BTC has become a risky asset. Under the current “three lows” environment - low interest rates, low spreads and low volatility, investors are seeking high returns, which leads to excessive financial risk behaviors and complacency, investors' risk appetite, and high leverage tools and the acceptance of high-risk products has increased, arbitrage transactions have prevailed, liquidity mismatches have been severe, and the overall market is fragile. As the results we can see that, the price of BTC is increasingly correlated with the VIX index (Chicago Options Exchange Volatility Index). A lower VIX index indicates that investors expect less volatility, while a higher VIX indicates higher expected volatility. The lower VIX index indicates that investors are optimistic about S&P 500, while the higher VIX means that investors are uncertain about the market outlook. When market volatility declines, investors buy stocks and other types of risk assets, when the market volatility rises, investors sell risky assets.

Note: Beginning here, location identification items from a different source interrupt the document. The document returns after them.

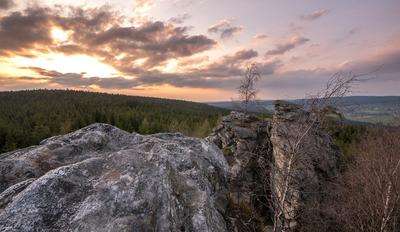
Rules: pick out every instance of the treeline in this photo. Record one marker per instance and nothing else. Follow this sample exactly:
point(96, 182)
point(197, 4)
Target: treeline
point(27, 117)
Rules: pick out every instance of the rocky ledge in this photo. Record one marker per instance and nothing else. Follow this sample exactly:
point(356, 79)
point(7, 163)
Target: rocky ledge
point(101, 178)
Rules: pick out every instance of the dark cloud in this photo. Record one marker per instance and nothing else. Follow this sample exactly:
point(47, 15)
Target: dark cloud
point(180, 18)
point(6, 4)
point(20, 31)
point(224, 73)
point(314, 15)
point(98, 32)
point(285, 47)
point(225, 29)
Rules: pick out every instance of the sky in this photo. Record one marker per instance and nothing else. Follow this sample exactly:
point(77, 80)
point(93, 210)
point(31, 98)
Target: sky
point(198, 49)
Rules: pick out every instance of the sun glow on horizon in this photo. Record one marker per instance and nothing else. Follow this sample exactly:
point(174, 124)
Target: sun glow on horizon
point(88, 65)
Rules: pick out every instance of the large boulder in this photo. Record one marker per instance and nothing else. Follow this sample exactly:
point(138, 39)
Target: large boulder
point(284, 163)
point(245, 142)
point(101, 178)
point(305, 161)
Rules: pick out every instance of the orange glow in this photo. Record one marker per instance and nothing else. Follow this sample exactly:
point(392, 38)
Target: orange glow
point(67, 64)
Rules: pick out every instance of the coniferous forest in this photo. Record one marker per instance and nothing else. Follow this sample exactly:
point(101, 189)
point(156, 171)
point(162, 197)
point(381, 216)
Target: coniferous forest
point(27, 117)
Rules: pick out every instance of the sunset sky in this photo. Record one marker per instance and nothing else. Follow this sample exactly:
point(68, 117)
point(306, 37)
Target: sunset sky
point(197, 49)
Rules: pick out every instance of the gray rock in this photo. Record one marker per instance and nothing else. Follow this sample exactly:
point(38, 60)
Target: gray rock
point(101, 178)
point(300, 143)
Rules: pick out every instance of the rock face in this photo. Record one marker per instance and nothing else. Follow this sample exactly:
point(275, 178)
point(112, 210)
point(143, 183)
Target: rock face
point(245, 142)
point(304, 160)
point(288, 157)
point(101, 178)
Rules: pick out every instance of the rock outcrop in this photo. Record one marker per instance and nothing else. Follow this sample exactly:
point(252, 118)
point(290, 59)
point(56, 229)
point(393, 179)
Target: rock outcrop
point(101, 178)
point(288, 157)
point(305, 161)
point(245, 142)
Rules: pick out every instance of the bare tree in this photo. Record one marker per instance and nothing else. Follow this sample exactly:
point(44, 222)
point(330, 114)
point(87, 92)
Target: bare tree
point(247, 89)
point(289, 179)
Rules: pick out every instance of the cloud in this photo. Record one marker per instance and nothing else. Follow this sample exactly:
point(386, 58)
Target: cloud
point(225, 29)
point(224, 73)
point(386, 62)
point(100, 33)
point(180, 18)
point(289, 45)
point(6, 4)
point(260, 37)
point(143, 5)
point(314, 15)
point(21, 31)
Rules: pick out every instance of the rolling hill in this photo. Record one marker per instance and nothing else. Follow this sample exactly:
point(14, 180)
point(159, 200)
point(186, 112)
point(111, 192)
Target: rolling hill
point(371, 109)
point(27, 117)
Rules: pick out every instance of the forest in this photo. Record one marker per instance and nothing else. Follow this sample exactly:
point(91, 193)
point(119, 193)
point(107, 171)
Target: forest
point(29, 116)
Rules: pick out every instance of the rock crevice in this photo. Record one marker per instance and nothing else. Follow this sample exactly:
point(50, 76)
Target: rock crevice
point(101, 178)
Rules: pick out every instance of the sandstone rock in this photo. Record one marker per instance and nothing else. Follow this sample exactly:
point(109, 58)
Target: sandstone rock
point(245, 142)
point(101, 178)
point(306, 154)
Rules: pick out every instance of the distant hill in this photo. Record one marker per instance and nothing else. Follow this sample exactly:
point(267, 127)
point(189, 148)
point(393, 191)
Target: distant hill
point(27, 117)
point(371, 109)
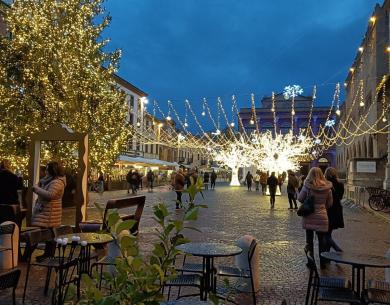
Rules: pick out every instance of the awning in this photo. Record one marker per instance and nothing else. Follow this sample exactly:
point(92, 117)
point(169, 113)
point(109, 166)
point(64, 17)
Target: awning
point(146, 162)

Risk assets will be dumped when risk appetite reduces panic market. BTC bid farewell to the nature of safe-haven assets and become a risky asset. Since December 2017, with the decline of the VIX index, the price of BTC rises, and the price of BTC is negatively correlated with the VIX index. At the beginning of 2018, the VIX index skyrocketed and BTC fell rapidly. In October 2018, the global market risk aversion trend increased, the VIX index went up, and the BTC price also fell sharply.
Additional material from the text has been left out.